Qu’attend-on du ou de la prochaine présidente des Etats-Unis? Qu’il relance l’emploi? Qu’il réchauffe les relations avec la Russie, la Chine ou l’Amérique latine? Qu’il poursuive les efforts en vue de réduire l’empreinte écologique des Américains? Nullement. A consulter les médias couvrant la campagne, aux Etats-Unis comme en Suisse, il semble qu’on attende avant tout de lui qu’il se comporte bien avec les femmes. Le sexisme de Trump constitue donc, avec l’affaire des emails de Clinton, les deux seuls objets faisant débat dans cette campagne d’une vacuité abyssale et d’une indigence hors normes.
Comme nous sommes aux Etats-Unis, la question de la moralité des candidats est primordiale. Au fond, on reproche moins à Trump ses idées politiques que son absence de moralité vis-à-vis des femmes. C’est pour sa misogynie qu’on l’attaque, pas pour sa vision politique et ses projets, pourtant critiquables. Que les deux candidats soient compétents, qu’ils maîtrisent leurs dossiers ou puissent afficher un bilan positif semblent peser bien peu face à l’exigence de probité qui repose sur eux. Alors que les enjeux géopolitiques sont colossaux, on semble avant tout attendre du prochain président qu’il ne discrimine personne, qu’il soit bien élevé pourrait-on dire, qu’il affiche de bonnes manières. Que sa vie privée, surtout, soit irréprochable, conforme aux normes morales en vigueur.

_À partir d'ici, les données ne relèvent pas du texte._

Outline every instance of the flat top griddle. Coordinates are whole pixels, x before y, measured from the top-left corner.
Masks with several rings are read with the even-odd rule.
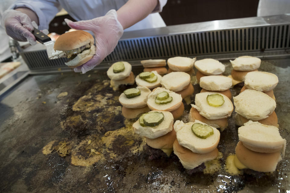
[[[274,90],[275,112],[281,135],[288,142],[289,62],[289,59],[262,60],[259,69],[274,73],[279,78]],[[229,75],[231,67],[228,61],[223,63],[226,65],[224,75]],[[142,70],[143,68],[135,67],[133,71],[137,75]],[[233,176],[226,172],[226,159],[234,153],[238,141],[234,113],[229,119],[229,126],[221,133],[218,148],[223,156],[213,166],[214,172],[204,173],[200,171],[190,174],[173,153],[169,157],[162,156],[151,160],[150,150],[142,139],[133,133],[132,124],[137,119],[126,119],[121,113],[118,98],[129,87],[121,87],[119,90],[113,91],[106,71],[83,75],[60,72],[31,75],[2,99],[0,191],[271,192],[290,190],[288,146],[285,157],[272,173],[245,170],[241,174]],[[195,94],[201,90],[198,85],[194,87],[192,103]],[[231,89],[233,96],[238,94],[241,87],[238,85]],[[57,97],[66,92],[66,96]],[[185,110],[181,119],[186,121],[191,106],[184,104]],[[45,146],[48,152],[46,155],[42,152]]]

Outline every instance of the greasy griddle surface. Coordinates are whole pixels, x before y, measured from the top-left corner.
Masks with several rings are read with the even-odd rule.
[[[289,61],[262,60],[259,69],[279,78],[274,90],[275,111],[281,135],[288,142]],[[223,63],[227,66],[225,74],[229,75],[230,65]],[[137,75],[142,70],[137,68],[133,71]],[[257,176],[246,171],[232,176],[226,172],[225,159],[234,153],[238,141],[232,115],[229,127],[221,133],[218,148],[223,157],[218,171],[190,175],[173,153],[169,158],[150,160],[143,140],[132,132],[131,126],[136,120],[127,119],[121,114],[118,98],[129,87],[114,92],[109,84],[105,71],[31,76],[0,101],[0,192],[270,192],[290,189],[288,146],[272,173]],[[194,86],[195,94],[201,89]],[[233,96],[241,87],[231,89]],[[65,92],[67,96],[57,98]],[[186,121],[191,106],[184,104],[181,119]],[[61,157],[53,150],[52,153],[44,155],[43,148],[49,144],[53,148],[65,144],[67,154]],[[72,159],[75,165],[82,160],[80,165],[73,165]]]

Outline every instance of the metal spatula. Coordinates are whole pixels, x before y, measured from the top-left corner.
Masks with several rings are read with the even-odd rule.
[[[62,51],[55,50],[53,49],[54,42],[51,40],[50,38],[38,29],[34,28],[34,30],[32,32],[35,37],[36,40],[44,44],[46,46],[46,51],[47,56],[50,60],[54,60],[65,56],[65,53]]]

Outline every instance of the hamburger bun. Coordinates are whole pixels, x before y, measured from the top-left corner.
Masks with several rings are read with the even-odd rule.
[[[278,77],[272,73],[250,72],[245,77],[245,87],[248,89],[267,92],[275,88],[278,81]]]
[[[198,120],[210,126],[219,128],[221,131],[223,131],[227,126],[227,118],[224,118],[219,119],[211,120],[208,119],[199,114],[199,112],[194,107],[192,107],[188,115],[188,122],[194,122]]]
[[[276,108],[275,100],[259,91],[246,89],[233,98],[235,111],[252,121],[266,119]]]
[[[261,59],[256,57],[247,55],[240,56],[234,60],[230,60],[235,70],[250,71],[259,68]]]
[[[205,75],[218,75],[224,71],[225,67],[218,60],[208,58],[198,60],[195,66],[200,72]]]
[[[256,152],[246,148],[240,141],[236,147],[236,155],[240,162],[249,168],[262,172],[274,172],[278,162],[282,160],[280,152]]]
[[[192,59],[187,57],[177,56],[170,58],[167,60],[167,64],[172,70],[178,72],[186,72],[193,67],[196,58]]]
[[[173,116],[171,113],[162,111],[152,111],[149,112],[155,112],[163,113],[164,119],[162,122],[159,125],[154,127],[143,127],[140,125],[139,119],[138,119],[132,126],[135,133],[142,137],[155,139],[164,135],[172,130]]]
[[[212,106],[208,103],[206,100],[208,95],[217,93],[206,92],[197,94],[195,100],[195,105],[192,104],[192,106],[197,109],[201,115],[208,119],[219,119],[230,116],[234,110],[234,106],[230,100],[225,95],[218,93],[224,97],[224,102],[221,106]]]
[[[198,120],[186,123],[179,120],[175,122],[173,128],[176,132],[178,143],[195,153],[206,153],[212,151],[217,148],[220,141],[220,131],[216,128],[210,126],[212,128],[214,134],[206,139],[200,138],[193,133],[191,129],[192,125],[196,123],[206,125]]]

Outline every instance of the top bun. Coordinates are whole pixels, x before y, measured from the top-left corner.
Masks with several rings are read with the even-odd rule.
[[[234,60],[230,60],[235,70],[250,71],[257,69],[261,65],[261,59],[247,55],[240,56]]]
[[[232,79],[224,76],[212,75],[200,78],[199,86],[210,91],[224,91],[232,86]]]
[[[206,125],[197,120],[186,123],[179,120],[175,122],[173,128],[176,132],[178,143],[195,153],[206,153],[212,151],[216,148],[220,141],[220,131],[216,128],[210,126],[212,128],[214,134],[206,139],[200,138],[193,133],[191,129],[192,126],[196,123]]]
[[[177,56],[169,59],[167,60],[167,63],[168,67],[174,71],[187,72],[192,69],[196,60],[196,58],[191,59]]]
[[[173,72],[163,76],[161,83],[167,89],[179,92],[183,90],[190,83],[190,76],[183,72]]]
[[[224,72],[226,68],[221,63],[211,58],[198,60],[194,63],[194,65],[205,75],[218,75]]]
[[[275,100],[259,91],[246,89],[233,98],[236,112],[252,121],[266,119],[276,108]]]
[[[58,37],[54,43],[56,50],[67,51],[76,49],[89,43],[93,45],[95,40],[88,32],[77,30],[64,33]]]
[[[220,106],[212,106],[208,103],[206,98],[208,95],[213,94],[218,94],[224,97],[224,103]],[[234,110],[234,106],[230,100],[224,94],[221,93],[207,92],[195,95],[195,105],[192,104],[192,106],[197,109],[199,114],[208,119],[216,120],[230,116]]]
[[[250,72],[245,77],[245,87],[248,89],[267,92],[274,89],[279,81],[273,74],[266,72]]]

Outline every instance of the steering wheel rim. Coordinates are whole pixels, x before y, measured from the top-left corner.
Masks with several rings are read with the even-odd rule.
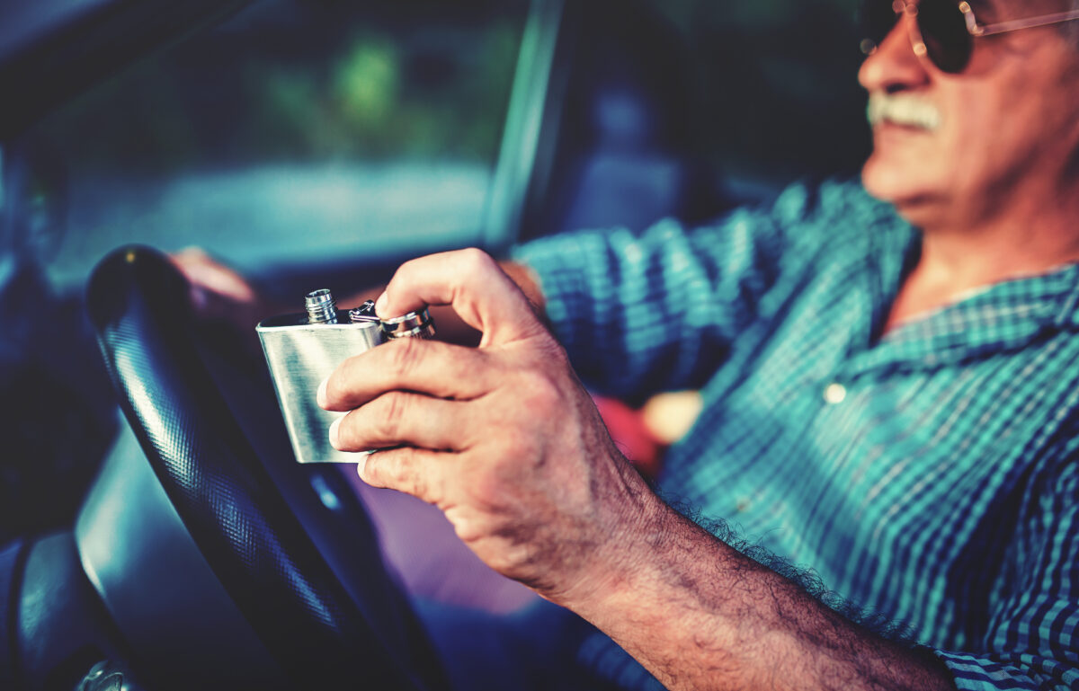
[[[445,688],[415,622],[381,630],[293,515],[199,355],[188,292],[160,252],[121,248],[87,307],[124,416],[206,562],[297,688]]]

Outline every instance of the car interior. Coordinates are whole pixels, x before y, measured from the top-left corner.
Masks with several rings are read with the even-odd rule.
[[[0,688],[448,688],[352,468],[296,462],[167,253],[301,312],[855,175],[853,5],[0,2]]]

Rien ne semble devoir arrêter cette lame de fond morale qui emporte tout avec elle, à commencer par le débat d’idées, totalement étouffé, inexistant.
La Suisse est encore, mais pour combien de temps, relativement épargnée par cette vague qui empoisonne la démocratie. Récemment, l’ancien Président du PDC Christophe Darbellay a confessé, dans une dramaturgie toute yankee, sa «grave faute» ayant consisté à donner naissance à un enfant hors-mariage. Candidat au gouvernement valaisan, l’homme ne devrait pas pâtir de cet écart, il faut s’en réjouir! Cette tendance à juger l’action publique à l’aune de comportements privés (moralité familiale, fidélité, consommation d’alcool, fréquentation de l’Église, demain de la salle de sport…), loin d’être un progrès, constitue au contraire une dégénérescence de la démocratie.